How Did Newt Gingrich Get Such a Sweet Deal at Tiffany's?
Perhaps the opposition researchers who dumped that story about Newt Gingrich's $250,000-$500,000 "revolving charge account" at Tiffany & Co. only wanted people to make fun of his gilded lifestyle, but it also raises more concrete, scandalous questions. Namely: Why would Tiffany's give the Gingriches a no-interest credit account?
CBS' Bob Schieffer asked Newt Gingrich about the account over the weekend, and Gingrich curtly explained that it was a "standard, no-interest account." Now it's very possible that Gingrich was just making up that "standard, no-interest" line entirely, to avoid sounding like your run-of-the-mill idiot who takes on hundreds of thousands of dollars in consumer credit without considering the usurious interest rates that are attached. But what if he was serious about the terms of the account? Then, as the Washington Post's Glenn Kessler has explained, it would appear as though he got some sort of non-standard deal from the jeweler:
Then, we looked at the current installment credit application form posted by Tiffany on its Web site. That form shows an annual interest rate of 21 percent for the state of Virginia, where Gingrich and his wife live. That interest rate is charged if you do not pay the balance off in full within 25 days after the close of each billing cycle. [...]

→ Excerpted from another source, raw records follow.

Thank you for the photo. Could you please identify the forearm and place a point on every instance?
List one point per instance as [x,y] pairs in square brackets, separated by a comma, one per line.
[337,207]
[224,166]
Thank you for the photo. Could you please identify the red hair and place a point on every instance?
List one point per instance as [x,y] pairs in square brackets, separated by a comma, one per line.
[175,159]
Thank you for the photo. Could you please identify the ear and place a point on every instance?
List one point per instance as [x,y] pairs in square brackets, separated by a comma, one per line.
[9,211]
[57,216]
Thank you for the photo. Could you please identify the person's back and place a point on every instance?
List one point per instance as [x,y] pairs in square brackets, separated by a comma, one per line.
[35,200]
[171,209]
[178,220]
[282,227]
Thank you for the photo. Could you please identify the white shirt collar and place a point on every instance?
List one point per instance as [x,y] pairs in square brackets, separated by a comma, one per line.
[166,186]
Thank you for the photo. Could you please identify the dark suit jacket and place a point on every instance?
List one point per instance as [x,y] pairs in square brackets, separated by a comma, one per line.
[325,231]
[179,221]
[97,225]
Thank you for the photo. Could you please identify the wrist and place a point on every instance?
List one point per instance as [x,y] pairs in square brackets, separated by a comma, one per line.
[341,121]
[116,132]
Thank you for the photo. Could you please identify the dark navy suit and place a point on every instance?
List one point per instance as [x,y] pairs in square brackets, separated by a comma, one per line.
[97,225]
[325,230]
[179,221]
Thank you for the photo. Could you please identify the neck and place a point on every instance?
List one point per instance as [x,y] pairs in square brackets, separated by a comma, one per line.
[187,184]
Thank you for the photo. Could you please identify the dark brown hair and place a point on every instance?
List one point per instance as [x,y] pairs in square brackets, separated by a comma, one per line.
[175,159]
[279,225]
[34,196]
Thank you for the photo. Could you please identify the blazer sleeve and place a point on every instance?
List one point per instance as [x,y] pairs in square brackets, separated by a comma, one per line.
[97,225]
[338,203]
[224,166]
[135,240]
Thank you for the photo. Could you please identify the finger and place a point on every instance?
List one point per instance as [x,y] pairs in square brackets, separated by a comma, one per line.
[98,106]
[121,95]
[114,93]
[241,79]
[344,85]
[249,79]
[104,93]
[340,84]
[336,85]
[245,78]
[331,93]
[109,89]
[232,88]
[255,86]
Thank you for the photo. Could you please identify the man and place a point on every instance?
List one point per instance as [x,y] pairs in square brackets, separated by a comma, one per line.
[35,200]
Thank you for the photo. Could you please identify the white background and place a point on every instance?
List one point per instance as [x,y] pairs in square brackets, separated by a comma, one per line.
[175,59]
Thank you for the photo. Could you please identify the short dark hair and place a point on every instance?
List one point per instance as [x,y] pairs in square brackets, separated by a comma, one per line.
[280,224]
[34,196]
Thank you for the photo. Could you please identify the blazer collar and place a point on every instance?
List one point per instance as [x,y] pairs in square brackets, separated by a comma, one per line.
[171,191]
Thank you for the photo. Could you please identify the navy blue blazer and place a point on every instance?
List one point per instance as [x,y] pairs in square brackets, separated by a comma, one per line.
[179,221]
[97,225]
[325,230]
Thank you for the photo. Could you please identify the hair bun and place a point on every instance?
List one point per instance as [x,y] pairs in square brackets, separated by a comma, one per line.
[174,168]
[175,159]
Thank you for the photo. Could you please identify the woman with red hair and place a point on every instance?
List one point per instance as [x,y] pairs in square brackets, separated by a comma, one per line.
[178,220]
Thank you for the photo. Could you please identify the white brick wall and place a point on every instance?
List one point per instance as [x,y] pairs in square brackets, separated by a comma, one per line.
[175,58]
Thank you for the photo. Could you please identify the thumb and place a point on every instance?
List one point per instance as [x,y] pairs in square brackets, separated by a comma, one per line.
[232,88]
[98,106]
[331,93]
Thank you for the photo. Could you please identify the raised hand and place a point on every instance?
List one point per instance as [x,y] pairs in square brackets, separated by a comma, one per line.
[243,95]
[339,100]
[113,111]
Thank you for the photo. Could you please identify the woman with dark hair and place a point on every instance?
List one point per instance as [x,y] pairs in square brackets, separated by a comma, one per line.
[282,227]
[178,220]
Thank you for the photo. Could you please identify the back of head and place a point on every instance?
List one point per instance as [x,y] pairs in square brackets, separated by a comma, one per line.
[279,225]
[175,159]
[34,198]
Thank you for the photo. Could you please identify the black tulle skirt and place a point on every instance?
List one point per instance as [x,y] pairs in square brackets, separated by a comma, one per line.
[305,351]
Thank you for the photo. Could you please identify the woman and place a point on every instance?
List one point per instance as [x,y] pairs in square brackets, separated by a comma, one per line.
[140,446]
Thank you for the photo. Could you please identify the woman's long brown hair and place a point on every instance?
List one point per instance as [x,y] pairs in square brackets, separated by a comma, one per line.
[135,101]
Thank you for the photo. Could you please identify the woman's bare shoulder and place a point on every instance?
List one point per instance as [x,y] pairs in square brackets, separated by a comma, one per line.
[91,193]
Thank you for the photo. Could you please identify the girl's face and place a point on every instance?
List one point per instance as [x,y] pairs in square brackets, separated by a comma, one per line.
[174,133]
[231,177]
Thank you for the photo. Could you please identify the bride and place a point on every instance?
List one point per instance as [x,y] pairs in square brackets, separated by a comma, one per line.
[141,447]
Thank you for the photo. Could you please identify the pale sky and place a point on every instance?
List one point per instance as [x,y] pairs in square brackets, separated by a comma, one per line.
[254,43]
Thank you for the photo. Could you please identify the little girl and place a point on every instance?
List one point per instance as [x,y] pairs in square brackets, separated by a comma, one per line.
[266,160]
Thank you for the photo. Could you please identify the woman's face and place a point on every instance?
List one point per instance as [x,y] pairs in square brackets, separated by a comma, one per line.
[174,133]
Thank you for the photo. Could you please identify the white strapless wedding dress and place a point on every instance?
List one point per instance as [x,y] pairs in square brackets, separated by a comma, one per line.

We checked with credit-card experts. They said Gingrich's comments made little sense.
"It doesn't sound plausible to me," said Ben Woolsey, director of marketing and consumer research at CreditCards.com. "Store credit cards almost never carry these kinds of terms, and it is highly unlikely for an exclusive retailer like Tiffany's." [...]
Gingrich's claim that he had a "standard, no-interest account" as part of the "normal way of doing business" appears highly dubious. Tiffany does not appear to provide such a revolving line of credit account to regular customers. And Callista Gingrich's disclosure documents clearly show the debt was carried for at least two years.
And what was Callista Gingrich doing during those years? She was a big wig over at the House Agriculture Committee, which has jurisdiction over mining policy — an area where Tiffany's lobbyists were making a big push. From an excellent post at SpyTalk:
Filings by Tiffany's lobbyist, Cassidy & Co., and other government records show that the firm's spending on "mining law and mine permitting-related issues" in Congress, as well as the Forest Service, the Interior Department, and Interior's Bureau of Land Management shot up sharply between during the period when Callista Gingrich was chief clerk at the House Agriculture Committee.
Tiffany's annual lobbying expenditures rose from about $100,000 to $360,000 between 2005 and 2009, according to records assembled by the Center for Responsive Politics, a nonpartisan government watchdog organization.
So far, there's no smoking gun here for, you know... bribery. But this story is now more than a silly joke about Newt Gingrich covering himself in bling, like a clown.